Aquele homem, que mais tarde eu viria a conhecer como Marcelo, desceu do carro, abriu um sorriso e cumprimentou a filha com um beijo no rosto, depois estendeu a mão para mim, ainda sorrindo.
— Esse é o Marcos. Hoje é o aniversário dele. — Me apresentou Erica.
— Puxa vida, parabéns, meu rapaz! Quantos anos?
— Vinte e cinco… — Respondi, não sei se por estar encabulado por ter sido congratulado sem nem mesmo estar fazendo anos, ou se já nem lembrava que aquela data não era a certa.
— Querem saber?

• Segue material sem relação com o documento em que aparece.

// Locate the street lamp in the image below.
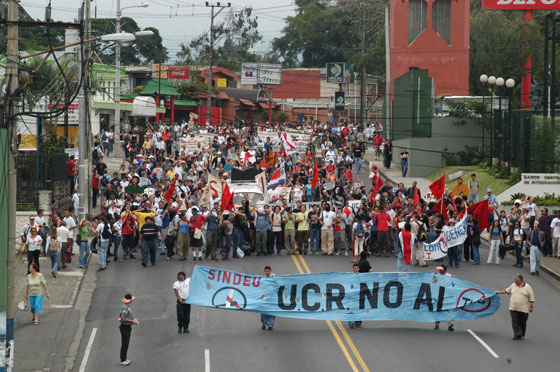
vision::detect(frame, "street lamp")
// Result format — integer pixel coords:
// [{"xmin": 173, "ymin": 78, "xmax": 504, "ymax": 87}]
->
[{"xmin": 113, "ymin": 0, "xmax": 154, "ymax": 158}]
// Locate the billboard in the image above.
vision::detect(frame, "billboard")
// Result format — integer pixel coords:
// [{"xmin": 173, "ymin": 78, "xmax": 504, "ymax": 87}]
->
[
  {"xmin": 241, "ymin": 62, "xmax": 282, "ymax": 85},
  {"xmin": 327, "ymin": 62, "xmax": 345, "ymax": 84},
  {"xmin": 169, "ymin": 66, "xmax": 189, "ymax": 80},
  {"xmin": 334, "ymin": 92, "xmax": 346, "ymax": 111},
  {"xmin": 482, "ymin": 0, "xmax": 560, "ymax": 10}
]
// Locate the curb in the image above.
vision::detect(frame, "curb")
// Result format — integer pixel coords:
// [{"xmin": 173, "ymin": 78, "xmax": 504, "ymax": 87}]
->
[{"xmin": 480, "ymin": 236, "xmax": 560, "ymax": 280}]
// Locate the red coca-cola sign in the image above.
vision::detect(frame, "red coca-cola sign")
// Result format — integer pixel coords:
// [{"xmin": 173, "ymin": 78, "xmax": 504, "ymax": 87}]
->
[
  {"xmin": 169, "ymin": 66, "xmax": 189, "ymax": 79},
  {"xmin": 482, "ymin": 0, "xmax": 560, "ymax": 10}
]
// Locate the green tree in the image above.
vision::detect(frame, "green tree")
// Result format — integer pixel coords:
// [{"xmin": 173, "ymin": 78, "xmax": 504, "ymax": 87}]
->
[
  {"xmin": 273, "ymin": 0, "xmax": 385, "ymax": 75},
  {"xmin": 177, "ymin": 7, "xmax": 262, "ymax": 70}
]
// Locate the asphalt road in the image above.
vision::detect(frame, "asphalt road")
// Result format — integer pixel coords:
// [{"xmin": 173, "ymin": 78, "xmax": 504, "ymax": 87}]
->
[{"xmin": 75, "ymin": 241, "xmax": 560, "ymax": 372}]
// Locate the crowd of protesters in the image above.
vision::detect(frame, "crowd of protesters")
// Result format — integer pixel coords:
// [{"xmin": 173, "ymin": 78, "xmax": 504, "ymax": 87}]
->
[{"xmin": 22, "ymin": 117, "xmax": 560, "ymax": 277}]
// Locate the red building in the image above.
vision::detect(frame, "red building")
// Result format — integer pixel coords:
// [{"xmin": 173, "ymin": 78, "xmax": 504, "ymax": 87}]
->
[{"xmin": 390, "ymin": 0, "xmax": 470, "ymax": 96}]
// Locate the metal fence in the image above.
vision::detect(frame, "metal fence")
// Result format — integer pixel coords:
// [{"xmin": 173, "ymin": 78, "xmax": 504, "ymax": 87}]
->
[{"xmin": 16, "ymin": 151, "xmax": 54, "ymax": 211}]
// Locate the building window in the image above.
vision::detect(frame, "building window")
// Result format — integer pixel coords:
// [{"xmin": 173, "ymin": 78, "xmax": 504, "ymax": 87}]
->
[
  {"xmin": 432, "ymin": 0, "xmax": 451, "ymax": 45},
  {"xmin": 408, "ymin": 0, "xmax": 428, "ymax": 45}
]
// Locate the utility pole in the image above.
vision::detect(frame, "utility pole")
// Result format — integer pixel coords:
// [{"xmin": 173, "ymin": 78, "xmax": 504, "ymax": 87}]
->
[
  {"xmin": 0, "ymin": 0, "xmax": 18, "ymax": 372},
  {"xmin": 113, "ymin": 0, "xmax": 123, "ymax": 158},
  {"xmin": 206, "ymin": 0, "xmax": 231, "ymax": 124},
  {"xmin": 360, "ymin": 3, "xmax": 367, "ymax": 130}
]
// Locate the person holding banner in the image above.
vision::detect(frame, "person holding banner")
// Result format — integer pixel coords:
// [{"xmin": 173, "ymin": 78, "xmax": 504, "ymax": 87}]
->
[
  {"xmin": 261, "ymin": 265, "xmax": 276, "ymax": 331},
  {"xmin": 434, "ymin": 265, "xmax": 455, "ymax": 332}
]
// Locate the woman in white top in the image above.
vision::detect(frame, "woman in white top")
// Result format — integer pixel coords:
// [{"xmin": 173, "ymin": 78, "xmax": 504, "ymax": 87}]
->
[
  {"xmin": 512, "ymin": 221, "xmax": 526, "ymax": 268},
  {"xmin": 25, "ymin": 226, "xmax": 43, "ymax": 274}
]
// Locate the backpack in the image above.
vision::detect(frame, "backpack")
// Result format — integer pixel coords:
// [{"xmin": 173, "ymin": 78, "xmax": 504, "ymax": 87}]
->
[
  {"xmin": 418, "ymin": 222, "xmax": 428, "ymax": 242},
  {"xmin": 101, "ymin": 223, "xmax": 111, "ymax": 240},
  {"xmin": 356, "ymin": 222, "xmax": 365, "ymax": 239}
]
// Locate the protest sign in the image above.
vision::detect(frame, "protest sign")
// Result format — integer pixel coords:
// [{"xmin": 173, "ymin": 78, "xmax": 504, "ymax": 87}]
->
[{"xmin": 187, "ymin": 266, "xmax": 500, "ymax": 322}]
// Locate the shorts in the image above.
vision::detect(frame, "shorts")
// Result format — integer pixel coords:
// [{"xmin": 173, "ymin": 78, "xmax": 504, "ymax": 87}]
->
[{"xmin": 29, "ymin": 295, "xmax": 43, "ymax": 314}]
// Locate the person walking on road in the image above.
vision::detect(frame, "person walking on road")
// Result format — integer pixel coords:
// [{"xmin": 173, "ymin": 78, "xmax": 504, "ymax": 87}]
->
[
  {"xmin": 173, "ymin": 271, "xmax": 191, "ymax": 333},
  {"xmin": 25, "ymin": 262, "xmax": 51, "ymax": 325},
  {"xmin": 496, "ymin": 274, "xmax": 535, "ymax": 340},
  {"xmin": 434, "ymin": 265, "xmax": 455, "ymax": 332},
  {"xmin": 261, "ymin": 266, "xmax": 276, "ymax": 331},
  {"xmin": 119, "ymin": 293, "xmax": 138, "ymax": 366}
]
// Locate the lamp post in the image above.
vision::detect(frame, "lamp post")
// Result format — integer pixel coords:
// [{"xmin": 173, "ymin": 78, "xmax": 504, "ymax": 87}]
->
[{"xmin": 113, "ymin": 0, "xmax": 149, "ymax": 158}]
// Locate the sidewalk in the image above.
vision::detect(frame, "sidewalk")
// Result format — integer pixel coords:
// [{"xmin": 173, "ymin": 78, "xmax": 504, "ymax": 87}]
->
[
  {"xmin": 14, "ymin": 155, "xmax": 124, "ymax": 371},
  {"xmin": 364, "ymin": 149, "xmax": 560, "ymax": 280}
]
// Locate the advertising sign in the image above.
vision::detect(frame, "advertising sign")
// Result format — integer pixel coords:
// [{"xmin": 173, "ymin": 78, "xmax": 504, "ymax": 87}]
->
[
  {"xmin": 327, "ymin": 62, "xmax": 345, "ymax": 84},
  {"xmin": 482, "ymin": 0, "xmax": 560, "ymax": 10},
  {"xmin": 334, "ymin": 92, "xmax": 346, "ymax": 111},
  {"xmin": 187, "ymin": 266, "xmax": 500, "ymax": 322},
  {"xmin": 241, "ymin": 62, "xmax": 259, "ymax": 85},
  {"xmin": 169, "ymin": 66, "xmax": 189, "ymax": 80}
]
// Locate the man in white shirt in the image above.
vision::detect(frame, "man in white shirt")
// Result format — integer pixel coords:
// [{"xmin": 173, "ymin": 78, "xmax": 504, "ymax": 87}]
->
[
  {"xmin": 62, "ymin": 210, "xmax": 76, "ymax": 262},
  {"xmin": 320, "ymin": 205, "xmax": 336, "ymax": 256},
  {"xmin": 173, "ymin": 271, "xmax": 191, "ymax": 333},
  {"xmin": 550, "ymin": 210, "xmax": 560, "ymax": 258}
]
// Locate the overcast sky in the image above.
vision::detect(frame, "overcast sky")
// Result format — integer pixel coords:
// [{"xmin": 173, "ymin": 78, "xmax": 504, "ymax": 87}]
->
[{"xmin": 21, "ymin": 0, "xmax": 295, "ymax": 60}]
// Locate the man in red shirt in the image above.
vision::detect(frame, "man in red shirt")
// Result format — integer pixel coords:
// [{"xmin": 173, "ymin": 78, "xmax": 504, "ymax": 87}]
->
[
  {"xmin": 373, "ymin": 206, "xmax": 391, "ymax": 257},
  {"xmin": 373, "ymin": 133, "xmax": 383, "ymax": 160},
  {"xmin": 66, "ymin": 155, "xmax": 76, "ymax": 195}
]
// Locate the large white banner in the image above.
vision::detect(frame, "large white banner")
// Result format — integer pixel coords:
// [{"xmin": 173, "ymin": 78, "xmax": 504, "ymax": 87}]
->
[{"xmin": 423, "ymin": 215, "xmax": 468, "ymax": 261}]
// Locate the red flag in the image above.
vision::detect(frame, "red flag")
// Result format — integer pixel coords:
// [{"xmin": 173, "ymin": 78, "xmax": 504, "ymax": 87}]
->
[
  {"xmin": 311, "ymin": 159, "xmax": 319, "ymax": 190},
  {"xmin": 467, "ymin": 200, "xmax": 490, "ymax": 231},
  {"xmin": 432, "ymin": 198, "xmax": 447, "ymax": 221},
  {"xmin": 165, "ymin": 175, "xmax": 179, "ymax": 203},
  {"xmin": 430, "ymin": 173, "xmax": 445, "ymax": 199},
  {"xmin": 220, "ymin": 183, "xmax": 233, "ymax": 211},
  {"xmin": 373, "ymin": 177, "xmax": 383, "ymax": 197},
  {"xmin": 412, "ymin": 187, "xmax": 420, "ymax": 208}
]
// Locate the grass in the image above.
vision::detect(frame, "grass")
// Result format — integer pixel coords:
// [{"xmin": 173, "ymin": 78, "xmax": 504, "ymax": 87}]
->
[{"xmin": 426, "ymin": 165, "xmax": 511, "ymax": 196}]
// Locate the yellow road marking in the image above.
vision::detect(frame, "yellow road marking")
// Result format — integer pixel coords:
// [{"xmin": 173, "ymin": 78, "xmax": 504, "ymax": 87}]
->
[{"xmin": 292, "ymin": 254, "xmax": 370, "ymax": 372}]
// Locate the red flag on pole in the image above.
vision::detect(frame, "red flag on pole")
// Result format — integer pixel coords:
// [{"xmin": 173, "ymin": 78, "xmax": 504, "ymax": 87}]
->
[
  {"xmin": 165, "ymin": 175, "xmax": 179, "ymax": 203},
  {"xmin": 412, "ymin": 187, "xmax": 420, "ymax": 208},
  {"xmin": 311, "ymin": 159, "xmax": 319, "ymax": 190},
  {"xmin": 432, "ymin": 198, "xmax": 448, "ymax": 221},
  {"xmin": 467, "ymin": 200, "xmax": 490, "ymax": 231},
  {"xmin": 220, "ymin": 183, "xmax": 233, "ymax": 211},
  {"xmin": 373, "ymin": 177, "xmax": 383, "ymax": 197},
  {"xmin": 430, "ymin": 173, "xmax": 445, "ymax": 199}
]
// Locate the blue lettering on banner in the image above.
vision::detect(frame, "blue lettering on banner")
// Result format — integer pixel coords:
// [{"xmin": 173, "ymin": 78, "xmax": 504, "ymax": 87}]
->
[{"xmin": 187, "ymin": 266, "xmax": 500, "ymax": 322}]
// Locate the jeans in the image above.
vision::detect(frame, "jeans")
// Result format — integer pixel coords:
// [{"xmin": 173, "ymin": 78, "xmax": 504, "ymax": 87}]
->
[
  {"xmin": 401, "ymin": 160, "xmax": 408, "ymax": 177},
  {"xmin": 513, "ymin": 242, "xmax": 523, "ymax": 267},
  {"xmin": 233, "ymin": 227, "xmax": 244, "ymax": 257},
  {"xmin": 309, "ymin": 229, "xmax": 321, "ymax": 252},
  {"xmin": 113, "ymin": 235, "xmax": 121, "ymax": 261},
  {"xmin": 119, "ymin": 324, "xmax": 132, "ymax": 362},
  {"xmin": 177, "ymin": 300, "xmax": 191, "ymax": 329},
  {"xmin": 529, "ymin": 245, "xmax": 541, "ymax": 273},
  {"xmin": 354, "ymin": 158, "xmax": 362, "ymax": 173},
  {"xmin": 473, "ymin": 244, "xmax": 480, "ymax": 265},
  {"xmin": 97, "ymin": 240, "xmax": 109, "ymax": 268},
  {"xmin": 261, "ymin": 314, "xmax": 276, "ymax": 327},
  {"xmin": 49, "ymin": 251, "xmax": 60, "ymax": 274},
  {"xmin": 78, "ymin": 240, "xmax": 89, "ymax": 269},
  {"xmin": 142, "ymin": 239, "xmax": 158, "ymax": 265},
  {"xmin": 122, "ymin": 234, "xmax": 136, "ymax": 257}
]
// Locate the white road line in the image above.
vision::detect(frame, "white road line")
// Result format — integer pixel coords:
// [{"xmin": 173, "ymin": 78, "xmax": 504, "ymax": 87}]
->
[
  {"xmin": 467, "ymin": 329, "xmax": 500, "ymax": 359},
  {"xmin": 79, "ymin": 328, "xmax": 97, "ymax": 372},
  {"xmin": 204, "ymin": 349, "xmax": 210, "ymax": 372}
]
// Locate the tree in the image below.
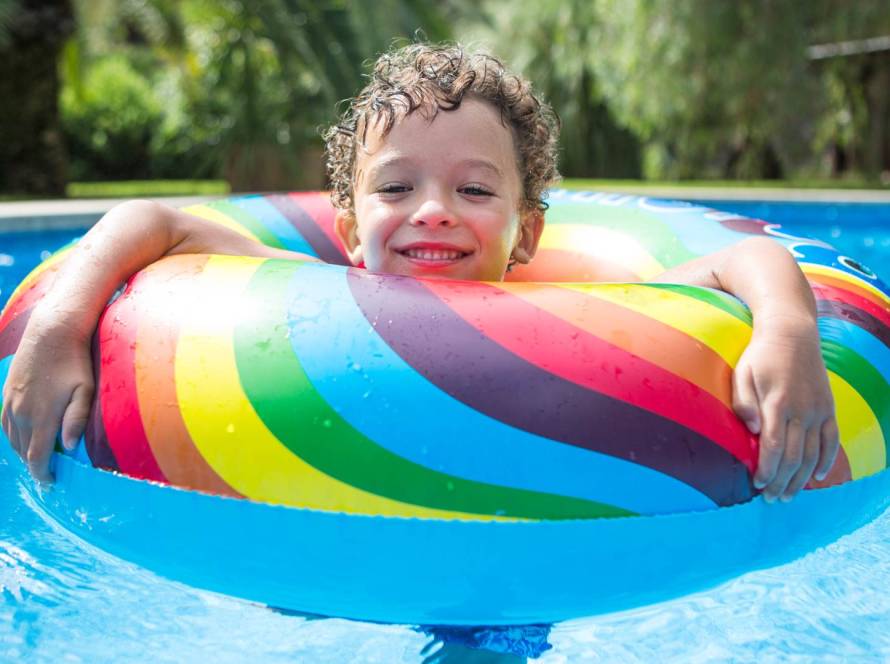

Entrem no carro, vamos tomar uma cerveja em comemoração a esse seu aniversário!
— E à sua promoção? — emendou Erica.
— Ahn, claro, a isso também! — sorriu de volta Marcelo
No final da história fomos para um bar ali no bairro, acabei descobrindo que o cara trabalhava com a mesma coisa na qual eu havia me formado e precisava de um novo assistente, agora que havia sido promovido. Não precisei nem pedir o emprego, ele me foi oferecido, como um passe de mágica.
Comecei o dia como aniversariante e terminei com uma namorada e um chefe, tudo isso graças a um erro de um site idiota. Fiquei devendo essa para o Orkut. No final da noite fui arrumar minha data de aniversário: 30 de Outubro.
Quem foi que nunca quis dois ou três aniversários em um ano?